Article: Hobbes and human irrationality

Sandra Leonie Field: ‘Hobbes and human irrationality’, Global Discourse, 5, 2 (2015)

Abstract: Hobbes’s science of politics rests on a dual analysis of human beings: humans as complex material bodies in a network of mechanical forces, prone to passions and irrationality; and humans as subjects of right and obligation, morally exhortable by appeal to the standards of reason. The science of politics proposes an absolutist model of politics. If this proposal is not to be idle utopianism, the enduring functioning of the model needs to be compatible with the materialist analysis of human behaviour.

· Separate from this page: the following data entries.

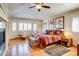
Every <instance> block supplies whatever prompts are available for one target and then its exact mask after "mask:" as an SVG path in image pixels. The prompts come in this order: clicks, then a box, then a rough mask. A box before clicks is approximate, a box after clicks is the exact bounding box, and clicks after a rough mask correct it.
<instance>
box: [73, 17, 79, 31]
mask: <svg viewBox="0 0 79 59" xmlns="http://www.w3.org/2000/svg"><path fill="white" fill-rule="evenodd" d="M72 31H73V32H79V17H76V18H73V20H72Z"/></svg>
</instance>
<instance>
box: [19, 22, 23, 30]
mask: <svg viewBox="0 0 79 59" xmlns="http://www.w3.org/2000/svg"><path fill="white" fill-rule="evenodd" d="M19 30H20V31H21V30H22V31H23V30H24V28H23V23H19Z"/></svg>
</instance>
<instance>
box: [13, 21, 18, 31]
mask: <svg viewBox="0 0 79 59" xmlns="http://www.w3.org/2000/svg"><path fill="white" fill-rule="evenodd" d="M12 30H13V31H16V30H17V24H16V23H15V22H13V23H12Z"/></svg>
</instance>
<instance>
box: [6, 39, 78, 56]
mask: <svg viewBox="0 0 79 59" xmlns="http://www.w3.org/2000/svg"><path fill="white" fill-rule="evenodd" d="M50 46H52V45H50ZM50 46H48V47H50ZM48 47H47V48H48ZM69 49H70V50H71V51H70V52H68V53H66V54H64V55H62V56H77V49H76V47H70V48H69ZM6 56H48V54H46V53H45V52H44V51H43V49H40V48H31V47H30V46H29V44H28V40H27V39H26V40H22V39H14V40H10V41H9V44H8V50H7V52H6Z"/></svg>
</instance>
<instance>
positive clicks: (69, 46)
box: [60, 36, 72, 47]
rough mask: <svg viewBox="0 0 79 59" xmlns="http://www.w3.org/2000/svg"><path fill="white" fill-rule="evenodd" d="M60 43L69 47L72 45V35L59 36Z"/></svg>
mask: <svg viewBox="0 0 79 59" xmlns="http://www.w3.org/2000/svg"><path fill="white" fill-rule="evenodd" d="M60 44H61V45H63V46H66V47H71V46H72V37H66V36H63V37H62V38H61V41H60Z"/></svg>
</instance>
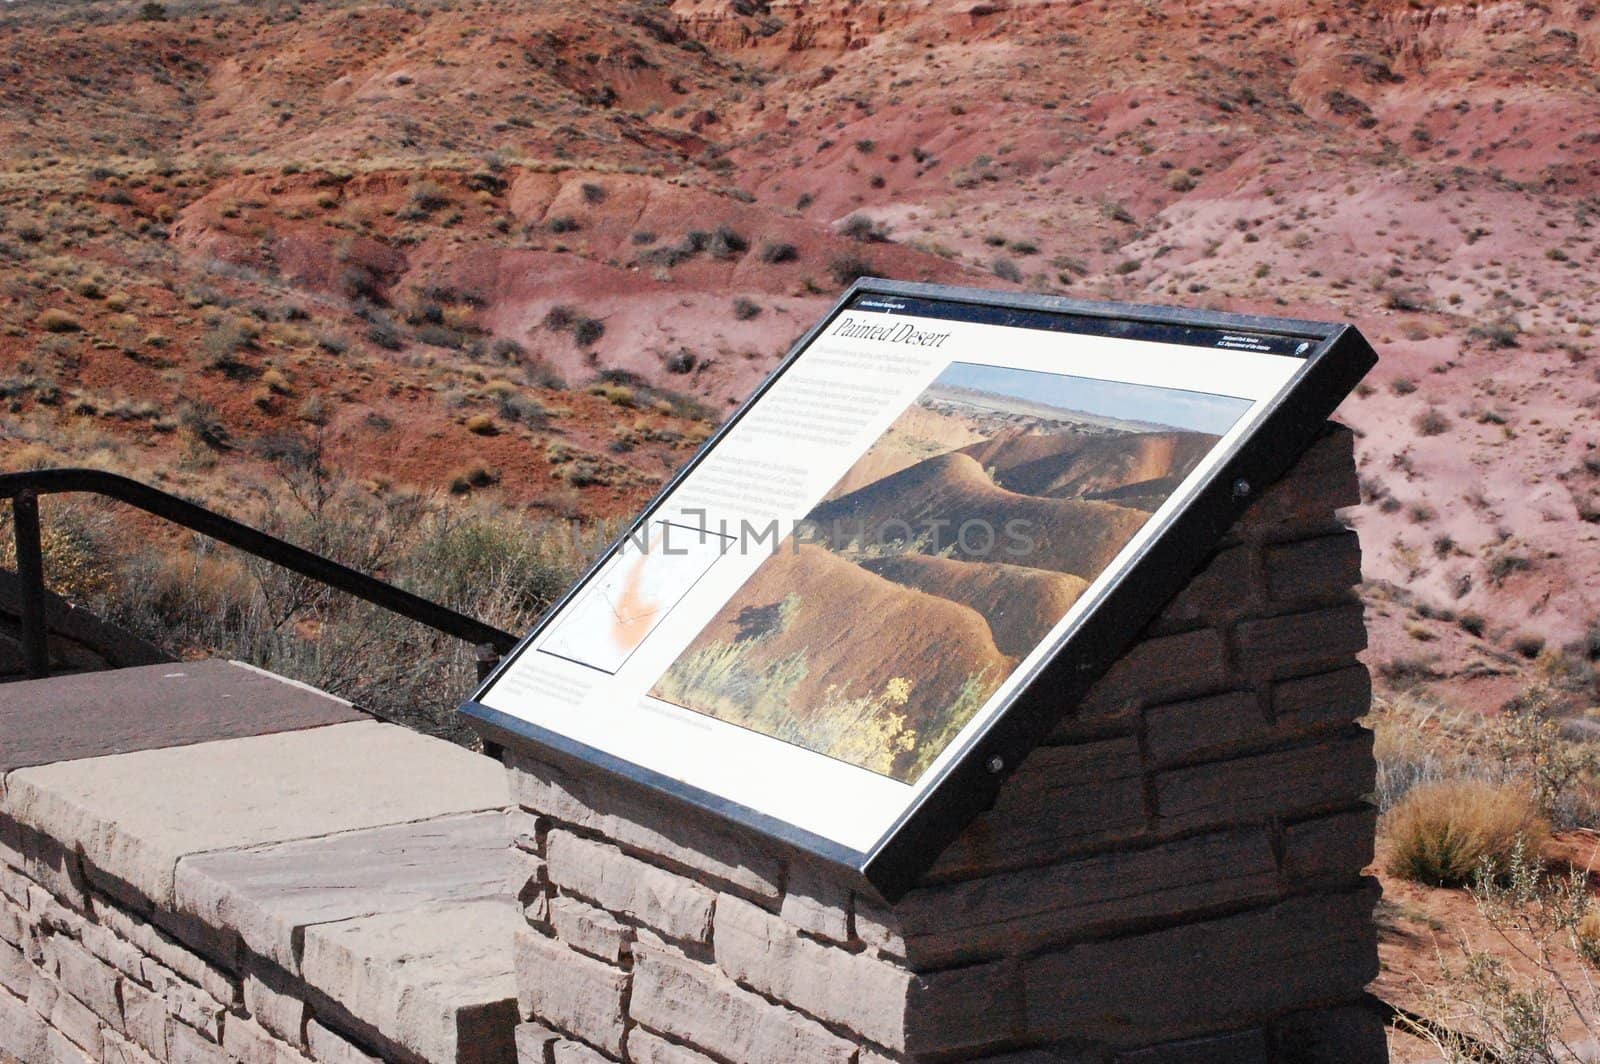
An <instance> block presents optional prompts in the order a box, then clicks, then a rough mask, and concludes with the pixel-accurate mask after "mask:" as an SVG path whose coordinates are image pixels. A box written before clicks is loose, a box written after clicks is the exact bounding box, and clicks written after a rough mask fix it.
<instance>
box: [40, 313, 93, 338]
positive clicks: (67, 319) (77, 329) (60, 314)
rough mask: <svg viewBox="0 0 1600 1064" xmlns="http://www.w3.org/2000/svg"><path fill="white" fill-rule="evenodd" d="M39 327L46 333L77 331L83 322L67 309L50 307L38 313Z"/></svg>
mask: <svg viewBox="0 0 1600 1064" xmlns="http://www.w3.org/2000/svg"><path fill="white" fill-rule="evenodd" d="M38 328H42V330H45V331H46V333H77V331H80V330H82V328H83V323H82V322H78V320H77V318H75V317H72V315H70V314H67V312H66V310H56V309H50V310H45V312H43V314H40V315H38Z"/></svg>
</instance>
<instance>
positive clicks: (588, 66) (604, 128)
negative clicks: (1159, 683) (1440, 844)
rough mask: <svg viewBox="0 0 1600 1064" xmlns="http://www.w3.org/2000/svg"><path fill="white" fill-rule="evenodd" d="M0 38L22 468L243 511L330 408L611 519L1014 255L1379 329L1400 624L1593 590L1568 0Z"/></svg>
mask: <svg viewBox="0 0 1600 1064" xmlns="http://www.w3.org/2000/svg"><path fill="white" fill-rule="evenodd" d="M0 42H3V43H5V48H3V54H6V56H8V59H6V62H5V77H3V78H0V144H3V146H5V150H3V173H0V275H3V286H0V360H3V365H0V371H3V374H5V378H3V392H5V398H6V402H8V418H6V429H5V432H6V440H5V448H6V451H8V456H10V459H11V461H32V462H43V461H61V459H67V458H72V459H77V461H96V462H101V464H118V466H122V467H126V469H130V470H134V472H138V474H141V475H144V477H150V478H162V480H165V482H166V483H170V485H173V486H179V488H182V490H186V491H194V493H197V494H202V496H208V498H216V499H218V501H232V502H235V504H238V502H242V501H243V498H242V496H243V494H246V493H245V491H243V490H242V488H240V485H242V483H248V480H250V477H248V475H243V474H240V470H250V469H256V470H258V472H259V469H261V461H262V459H261V453H262V450H264V443H262V442H264V440H270V438H272V437H274V435H277V434H282V432H285V430H290V432H306V430H309V429H314V427H318V426H320V429H318V432H320V434H322V435H323V437H325V445H326V448H328V453H330V456H331V458H333V461H334V462H338V464H341V466H344V467H347V469H350V470H352V474H354V475H355V477H358V478H363V480H370V482H373V483H374V485H376V488H379V490H381V488H382V486H384V485H416V486H421V488H424V490H438V491H445V490H448V488H450V485H451V483H454V485H456V488H458V490H459V491H480V493H488V494H491V496H494V494H496V493H498V496H499V498H504V499H506V501H507V502H510V504H514V506H528V504H534V506H542V507H546V509H552V510H557V512H566V514H595V512H624V510H627V509H630V507H632V506H634V504H637V502H638V501H640V499H642V498H645V496H646V494H648V493H650V490H651V486H653V485H654V483H658V482H659V480H661V477H664V475H666V474H667V472H669V470H670V469H672V467H675V466H677V464H680V462H682V461H683V458H686V454H688V453H690V450H691V448H693V445H694V442H696V440H698V438H699V437H701V435H702V432H704V427H702V426H704V424H706V422H707V421H709V422H714V421H717V419H718V418H720V416H722V414H723V413H725V411H726V410H728V408H730V405H731V403H733V402H736V400H738V398H741V397H742V395H744V394H747V392H749V389H750V387H752V386H754V384H755V381H758V379H760V376H762V374H763V373H765V371H766V370H768V368H770V366H771V365H773V362H774V358H776V357H778V355H779V354H781V350H782V349H784V347H786V344H787V342H789V341H790V339H792V338H794V336H795V334H798V331H800V330H802V328H805V325H806V323H808V322H810V320H811V318H813V317H814V315H816V314H818V312H819V310H821V309H822V307H824V306H826V304H827V301H829V298H830V296H832V293H835V291H837V290H838V286H840V285H842V283H843V282H845V280H848V278H850V277H851V275H854V274H856V272H859V270H872V272H877V274H885V275H891V277H906V278H933V280H962V282H970V283H986V285H997V286H1006V285H1021V286H1027V288H1037V290H1043V291H1061V293H1072V294H1082V296H1091V298H1102V296H1104V298H1117V299H1136V301H1176V302H1187V304H1200V306H1216V307H1229V309H1234V310H1261V312H1269V314H1294V315H1306V317H1318V318H1347V320H1354V322H1357V323H1360V325H1362V326H1363V330H1365V331H1366V333H1368V336H1370V338H1371V339H1373V341H1374V342H1376V344H1378V346H1379V349H1381V352H1382V357H1384V362H1382V366H1381V368H1379V370H1378V373H1376V374H1374V376H1373V379H1371V382H1370V386H1368V387H1366V389H1363V394H1362V395H1360V397H1357V398H1352V400H1350V403H1347V405H1346V410H1344V411H1342V416H1344V418H1346V419H1347V421H1349V422H1350V424H1354V426H1355V427H1357V429H1360V430H1362V432H1363V448H1362V459H1363V466H1365V477H1366V490H1368V496H1370V502H1368V506H1365V507H1363V510H1362V514H1360V515H1358V523H1360V526H1362V533H1363V539H1365V544H1366V557H1368V576H1370V578H1371V579H1373V581H1374V582H1376V584H1378V586H1381V587H1382V586H1392V587H1395V589H1403V594H1402V592H1395V595H1394V597H1397V598H1400V602H1395V603H1389V602H1386V603H1382V605H1381V608H1379V610H1378V611H1376V613H1374V619H1376V621H1379V629H1378V630H1379V653H1381V654H1384V656H1389V658H1406V659H1411V658H1419V659H1421V667H1422V669H1424V670H1427V672H1435V674H1442V675H1443V674H1450V675H1456V674H1461V672H1462V670H1461V669H1459V667H1458V666H1459V664H1461V662H1462V661H1474V662H1478V667H1477V669H1475V672H1474V675H1477V677H1480V680H1478V682H1469V680H1459V682H1458V685H1462V683H1464V685H1467V686H1472V685H1474V683H1477V685H1480V686H1482V685H1483V683H1482V677H1485V675H1490V677H1493V674H1499V672H1502V670H1507V669H1509V670H1515V669H1517V667H1518V666H1517V656H1515V654H1514V653H1512V654H1510V658H1507V656H1506V651H1512V650H1514V648H1515V645H1522V646H1533V645H1534V642H1536V640H1542V642H1546V643H1549V645H1552V646H1560V645H1566V643H1573V642H1574V640H1581V638H1584V635H1586V634H1587V630H1589V627H1590V622H1592V621H1594V618H1595V613H1597V606H1595V595H1597V590H1600V589H1597V586H1595V581H1597V579H1600V576H1595V574H1597V573H1600V547H1597V541H1595V534H1594V528H1592V523H1594V520H1595V517H1597V514H1600V494H1597V493H1600V459H1595V454H1594V451H1592V448H1594V443H1595V434H1594V430H1592V429H1589V427H1586V426H1587V424H1589V419H1590V418H1592V410H1594V402H1595V398H1597V395H1600V386H1597V382H1595V373H1594V368H1592V365H1589V350H1590V336H1592V330H1594V315H1595V310H1594V306H1595V283H1597V282H1595V270H1594V264H1595V254H1597V251H1595V243H1594V238H1592V232H1594V221H1595V218H1597V214H1600V200H1597V194H1600V142H1597V136H1600V134H1597V133H1595V130H1597V128H1600V101H1597V90H1595V82H1594V77H1592V64H1594V61H1595V53H1597V50H1600V19H1595V10H1594V6H1592V5H1586V3H1578V2H1555V3H1496V5H1418V3H1402V2H1398V0H1392V2H1384V3H1374V5H1363V6H1360V8H1350V6H1349V5H1336V3H1310V5H1302V3H1293V5H1288V3H1282V5H1280V3H1266V5H1234V3H1194V5H1136V3H1067V5H1058V3H1032V2H1021V0H1019V2H1010V3H982V5H971V3H926V2H923V3H851V5H845V3H798V2H790V3H781V2H779V3H744V2H738V3H723V2H718V0H701V2H688V0H678V2H677V3H614V5H603V6H595V5H565V3H515V2H514V3H496V5H486V3H480V5H474V3H434V2H424V3H416V5H406V6H387V5H365V3H322V5H291V3H275V5H270V6H242V5H227V3H186V2H173V3H166V5H144V6H141V5H136V3H131V2H117V0H107V2H104V3H88V5H66V3H42V2H37V0H19V2H16V3H10V5H6V8H5V11H3V13H0ZM557 384H560V386H563V387H562V389H555V387H552V386H557ZM590 386H598V387H595V390H597V392H598V394H594V395H590V394H589V390H587V389H589V387H590ZM653 389H661V392H659V394H658V392H654V390H653ZM266 450H270V448H266ZM496 480H498V485H499V486H493V483H494V482H496ZM1413 597H1414V598H1413ZM1418 605H1422V606H1424V613H1450V614H1454V616H1475V618H1485V622H1483V624H1482V626H1477V624H1474V626H1470V627H1482V637H1480V635H1472V634H1467V635H1466V637H1462V635H1461V634H1459V632H1456V630H1453V629H1450V627H1448V626H1445V627H1442V629H1440V630H1438V632H1437V638H1432V640H1422V642H1421V643H1418V640H1414V638H1411V637H1408V635H1405V634H1403V632H1402V627H1403V624H1405V622H1406V621H1410V622H1413V624H1422V626H1424V627H1429V626H1434V621H1432V619H1430V618H1427V616H1422V618H1418V616H1416V614H1414V613H1413V611H1414V608H1416V606H1418ZM1458 643H1459V645H1458ZM1488 686H1490V688H1493V690H1491V691H1490V694H1486V696H1491V698H1493V696H1504V693H1506V691H1504V686H1506V685H1499V686H1496V683H1494V682H1493V678H1490V680H1488Z"/></svg>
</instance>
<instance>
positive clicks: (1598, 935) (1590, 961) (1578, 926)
mask: <svg viewBox="0 0 1600 1064" xmlns="http://www.w3.org/2000/svg"><path fill="white" fill-rule="evenodd" d="M1573 936H1574V939H1576V942H1578V955H1579V957H1582V958H1584V960H1587V962H1589V963H1590V965H1592V966H1597V968H1600V910H1595V909H1590V910H1589V912H1586V914H1584V915H1582V917H1581V918H1579V920H1578V926H1576V928H1573Z"/></svg>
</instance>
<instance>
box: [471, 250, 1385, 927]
mask: <svg viewBox="0 0 1600 1064" xmlns="http://www.w3.org/2000/svg"><path fill="white" fill-rule="evenodd" d="M1371 362H1373V358H1371V352H1370V349H1368V347H1366V344H1365V342H1363V341H1362V339H1360V338H1358V336H1357V334H1355V333H1354V330H1347V328H1342V326H1328V325H1317V323H1304V322H1278V320H1262V318H1237V317H1224V315H1205V314H1192V312H1171V310H1155V309H1141V307H1117V306H1104V304H1099V306H1096V304H1080V302H1070V301H1061V299H1048V298H1029V296H998V294H995V293H979V291H970V290H946V288H931V286H917V285H896V283H888V282H861V283H858V285H856V286H854V288H853V290H851V291H850V293H846V296H845V298H843V299H842V301H840V304H838V306H837V307H835V309H834V310H832V312H830V314H829V315H827V317H826V318H824V322H822V323H819V326H818V328H814V330H813V331H811V333H810V334H808V336H806V338H805V339H803V341H802V342H800V344H798V346H797V349H795V350H794V352H792V354H790V355H789V358H787V360H786V362H784V363H782V365H781V366H779V370H778V371H774V374H773V376H771V378H770V379H768V382H766V384H765V386H763V389H762V390H760V392H758V394H757V395H755V398H752V400H750V402H749V403H747V405H746V406H744V408H742V410H741V411H739V413H738V414H736V416H734V418H733V419H731V421H730V424H728V426H725V429H723V430H722V432H720V434H718V435H717V437H714V438H712V440H710V442H709V443H707V445H706V448H704V450H702V451H701V453H699V456H696V459H694V461H693V462H691V464H690V466H688V467H686V469H685V470H683V472H682V474H678V477H677V478H675V480H674V482H672V483H670V485H667V488H666V490H664V491H662V493H661V496H658V499H656V501H654V502H653V504H651V506H650V507H648V509H646V512H645V514H643V515H642V517H640V520H638V522H637V523H635V525H634V528H632V530H630V531H629V534H627V536H624V538H622V539H621V541H619V542H618V544H616V546H614V547H613V549H611V550H610V552H608V554H606V557H605V558H602V562H600V563H598V565H597V566H595V568H594V570H592V571H590V573H589V574H587V576H586V578H584V581H582V582H581V584H579V586H578V587H576V589H574V590H573V592H571V594H570V595H568V597H566V598H565V600H563V602H562V603H558V606H557V608H555V610H554V611H552V613H550V614H549V616H547V618H546V619H544V621H542V622H541V624H539V627H538V629H536V630H534V632H533V634H531V635H530V637H528V638H526V640H525V642H523V643H522V645H520V646H518V650H517V651H515V653H514V654H512V656H510V658H509V659H507V661H506V662H504V664H502V666H501V667H499V670H498V672H496V674H494V675H493V677H490V680H488V682H486V683H485V685H483V688H482V690H480V691H478V693H477V694H475V698H474V699H472V701H470V702H467V706H466V707H464V710H466V712H467V714H469V715H472V717H475V718H477V723H478V726H480V730H485V731H486V733H488V734H491V738H496V739H498V741H502V742H531V744H533V746H534V747H538V749H541V750H546V752H549V754H554V755H555V757H566V758H579V760H584V762H587V763H590V765H594V766H598V768H602V770H605V771H614V773H619V774H622V776H627V778H630V779H634V781H635V782H638V784H643V786H648V787H654V789H658V790H662V792H666V794H670V795H675V797H678V798H682V800H686V802H691V803H694V805H699V806H702V808H707V810H712V811H715V813H718V814H722V816H728V818H731V819H736V821H742V822H744V824H749V826H750V827H755V829H758V830H762V832H766V834H771V835H776V837H779V838H782V840H786V842H787V843H790V845H795V846H800V848H803V850H808V851H811V853H813V854H818V856H822V858H827V859H830V861H835V862H840V864H845V866H850V867H853V869H854V870H858V872H861V874H862V875H866V878H867V880H869V882H870V883H874V885H875V886H877V888H878V890H880V891H882V893H885V894H890V896H891V894H894V893H898V891H899V890H902V888H904V886H906V885H907V883H909V882H910V878H912V877H914V875H915V874H917V872H918V870H920V869H922V867H925V866H926V864H928V862H931V859H933V856H936V853H938V846H939V845H942V843H944V842H947V840H949V838H952V837H954V835H955V834H957V832H958V830H960V827H962V824H963V822H965V821H966V819H968V818H970V816H971V814H973V813H974V811H978V810H979V808H982V803H984V802H986V800H987V795H989V794H992V790H994V787H995V786H997V782H998V779H1000V778H1002V776H1003V774H1005V773H1006V771H1008V770H1010V768H1011V766H1014V763H1016V762H1018V760H1019V758H1021V757H1022V755H1024V754H1026V750H1027V746H1030V744H1032V742H1034V741H1037V738H1038V736H1040V734H1042V731H1043V730H1045V728H1048V725H1050V720H1051V717H1054V715H1059V714H1061V712H1064V710H1067V709H1070V699H1072V698H1075V696H1077V694H1082V691H1083V690H1086V686H1088V683H1090V682H1091V680H1093V678H1094V677H1096V675H1098V674H1099V672H1101V670H1104V669H1106V667H1107V666H1109V664H1110V662H1112V661H1114V659H1115V653H1117V651H1118V650H1120V646H1122V645H1123V643H1126V640H1130V638H1131V637H1133V635H1134V634H1136V632H1138V627H1139V626H1142V624H1144V621H1146V619H1147V618H1149V616H1150V614H1152V613H1154V611H1155V610H1158V608H1160V605H1162V603H1163V602H1165V598H1166V597H1170V595H1171V594H1173V592H1176V590H1178V587H1179V586H1181V582H1182V579H1184V578H1186V576H1187V574H1189V571H1190V570H1192V568H1194V565H1197V563H1198V562H1200V560H1202V558H1203V557H1205V554H1206V550H1208V549H1210V546H1211V544H1213V542H1214V538H1216V534H1218V533H1219V531H1221V530H1222V528H1226V525H1227V523H1229V522H1230V520H1232V517H1235V515H1237V512H1238V509H1240V507H1242V506H1243V504H1245V502H1246V501H1248V494H1250V485H1248V477H1246V474H1251V470H1254V475H1256V478H1258V482H1261V480H1262V478H1270V477H1272V475H1275V474H1277V472H1282V467H1285V466H1286V464H1288V462H1290V461H1291V459H1293V458H1294V454H1298V453H1299V450H1301V448H1304V446H1306V443H1309V442H1310V438H1312V435H1314V434H1315V432H1317V430H1320V426H1322V421H1323V419H1325V418H1326V414H1330V413H1331V411H1333V408H1334V406H1336V405H1338V402H1339V398H1342V395H1344V394H1346V392H1347V390H1349V389H1350V387H1354V384H1355V381H1357V379H1358V378H1360V376H1362V374H1363V373H1365V370H1366V368H1368V366H1370V365H1371ZM1251 454H1254V458H1251Z"/></svg>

In this article, I argue that Hobbes’s attempts to render his science of politics compatible with his materialism are only partly successful; a fuller compatibility is achieved in the political writings of Spinoza.

Book: Rousseau and Hobbes: Nature, Free Will and the Passions

Robin Douglass, Rousseau and Hobbes: Nature, Free Will and the Passions (Oxford University Press, 2015)

About this Book: Robin Douglass presents the first comprehensive study of Jean-Jacques Rousseau’s engagement with Thomas Hobbes. He reconstructs the intellectual context of this engagement to reveal the deeply polemical character of Rousseau’s critique of Hobbes and to show how Rousseau sought to expose that much modern natural law and doux commerce theory was, despite its protestations to the contrary, indebted to a Hobbesian account of human nature and the origins of society. Throughout the book Douglass explores the reasons why Rousseau both followed and departed from Hobbes in different places, while resisting the temptation to present him as either a straightforwardly Hobbesian or anti-Hobbesian thinker. On the one hand, Douglass reveals the extent to which Rousseau was occupied with problems of a fundamentally Hobbesian nature and the importance, to both thinkers, of appealing to the citizens’ passions in order to secure political unity. On the other hand, Douglass argues that certain ideas at the heart of Rousseau’s philosophy—free will and the natural goodness of man—were set out to distance him from positions associated with Hobbes. Douglass advances an original interpretation of Rousseau’s political philosophy, emerging from this encounter with Hobbesian ideas, which focuses on the interrelated themes of nature, free will, and the passions. Douglass distances his interpretation from those who have read Rousseau as a proto-Kantian and instead argues that his vision of a well-ordered republic was based on cultivating man’s naturally good passions to render the life of the virtuous citizen in accordance with nature.